Benchmarking the latency of a NLP tf-idf pipeline across Sklearn, cuML and Spark using Hashing Vectorizer.

Note: All tests are done on a bare-metal server with RAPIDS 21.08a conda environment. The PySpark version we have used is 3.1.2.

Dataset

For the study, we have used a subset of the Amazon Customer Reviews Dataset, which is a dataset of customer reviews of products available on the Amazon platform. We particularly use only the reviews of PC products in this study (no particular reason). While the data is available in both tab separated (tsv) and parquet file format, we will use the parquet file format here. For the test however, downloading the parquet files in the notebook is extremely slow. Hence we have downloaded the parquet files in the DGX box before running the tests and then read from disk in the notebooks.

The dataset can be downloaded locally by the following (assuming you have aws-cli set up):

aws s3 cp s3://amazon-reviews-pds/parquet/product_category=Books/ ./data/product_category=Books/ --recursive

The size of the compressed parquet files on disk is ~11GB. The total number of rows with reviews is around 21 million (20,725,971).

We have the following 3 notebooks for this benchmark:

  1. NLP-pipeline-sklearn.ipynb is the standard single CPU sklearn pipeline.
  2. NLP-pipeline-spark.ipynb is the multi CPU spark pipeline.
  3. NLP-pipeline-cuML.ipynb is the standard multi GPU cuML pipeline leveraging Dask. We also perform a strong scaling test using 2, 4, 6 and 8 (32GB V100) GPUs on a single DGX box.

System Setup

We test all of the 3 pipelines in an NVIDIA DGX box with 8x 32GB V100 GPUs, 80 virtual cores (40 physical cores) and 1TB system memory.

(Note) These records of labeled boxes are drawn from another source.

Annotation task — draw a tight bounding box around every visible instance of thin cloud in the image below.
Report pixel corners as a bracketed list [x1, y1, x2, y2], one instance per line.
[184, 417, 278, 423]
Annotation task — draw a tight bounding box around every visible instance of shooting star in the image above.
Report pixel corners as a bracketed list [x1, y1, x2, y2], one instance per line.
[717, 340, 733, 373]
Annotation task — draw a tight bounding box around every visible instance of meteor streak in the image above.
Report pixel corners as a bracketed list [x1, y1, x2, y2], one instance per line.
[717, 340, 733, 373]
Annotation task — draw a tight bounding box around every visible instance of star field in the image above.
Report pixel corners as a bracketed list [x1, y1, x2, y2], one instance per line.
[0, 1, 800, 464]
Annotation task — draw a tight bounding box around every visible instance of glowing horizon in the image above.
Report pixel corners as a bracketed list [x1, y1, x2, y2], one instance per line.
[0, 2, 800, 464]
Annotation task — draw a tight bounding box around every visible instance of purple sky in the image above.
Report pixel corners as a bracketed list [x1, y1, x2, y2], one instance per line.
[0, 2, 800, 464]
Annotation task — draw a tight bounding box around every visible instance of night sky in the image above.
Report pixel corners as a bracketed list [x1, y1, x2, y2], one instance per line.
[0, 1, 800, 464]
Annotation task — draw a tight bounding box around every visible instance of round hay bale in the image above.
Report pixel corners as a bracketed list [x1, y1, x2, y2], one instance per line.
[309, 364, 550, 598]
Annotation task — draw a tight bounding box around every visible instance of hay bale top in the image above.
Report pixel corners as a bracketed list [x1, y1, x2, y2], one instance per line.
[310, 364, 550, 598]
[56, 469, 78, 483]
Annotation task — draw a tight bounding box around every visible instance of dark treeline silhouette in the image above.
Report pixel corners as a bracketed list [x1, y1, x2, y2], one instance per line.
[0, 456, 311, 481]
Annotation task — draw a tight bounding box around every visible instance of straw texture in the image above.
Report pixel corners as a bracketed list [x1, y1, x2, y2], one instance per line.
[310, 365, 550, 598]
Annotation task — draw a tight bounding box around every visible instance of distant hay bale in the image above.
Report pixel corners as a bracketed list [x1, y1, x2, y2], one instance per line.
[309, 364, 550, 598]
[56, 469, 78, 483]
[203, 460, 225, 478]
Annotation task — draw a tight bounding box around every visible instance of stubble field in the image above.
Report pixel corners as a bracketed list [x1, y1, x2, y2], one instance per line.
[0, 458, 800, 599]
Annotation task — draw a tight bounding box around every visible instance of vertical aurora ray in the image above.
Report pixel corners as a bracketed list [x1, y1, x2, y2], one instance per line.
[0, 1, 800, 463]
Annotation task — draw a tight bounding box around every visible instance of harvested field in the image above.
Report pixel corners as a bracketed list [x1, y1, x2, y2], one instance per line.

  • scikit-learn: Scikit will leverage only the CPUs using rudimentary parallelism. We primarily use this as a baseline.
  • Apache Spark: We allow the Spark cluster to use all the 80 (Intel Xeon E5-2698) virtual CPU cores of the DGX box and all available memory. Note: the dataset is obviously much much smaller than the system memory.
  • cuML + Dask: For the benchmark comparison, we allocate 6x V100 GPUs to our local Dask cuda cluster. Further, for the strong scaling performance testing, we allocate 2,4,6,and 8 GPUs for separate runs. In Dask, we configure each worker to have a single GPU. So with 6 GPUs allocated to the Dask cluster, we would have 6 workers, each with a single GPU.

Note: All tests are done on a bare-metal server with RAPIDS 21.08a conda environment (https://rapids.ai/start.html) . The PySpark version we have used is 3.1.2.

Benchmark Code Setup

The general workflow across all the 3 pipelines look like the following. We are only interested in benchmarking the blocks in purple in this study. Stay tuned for our future posts for benchmarking of downstream classification/regression tasks as well. benchmark code flow

Some considerations during benchmarking

You should be careful while benchmarking lazy evaluations.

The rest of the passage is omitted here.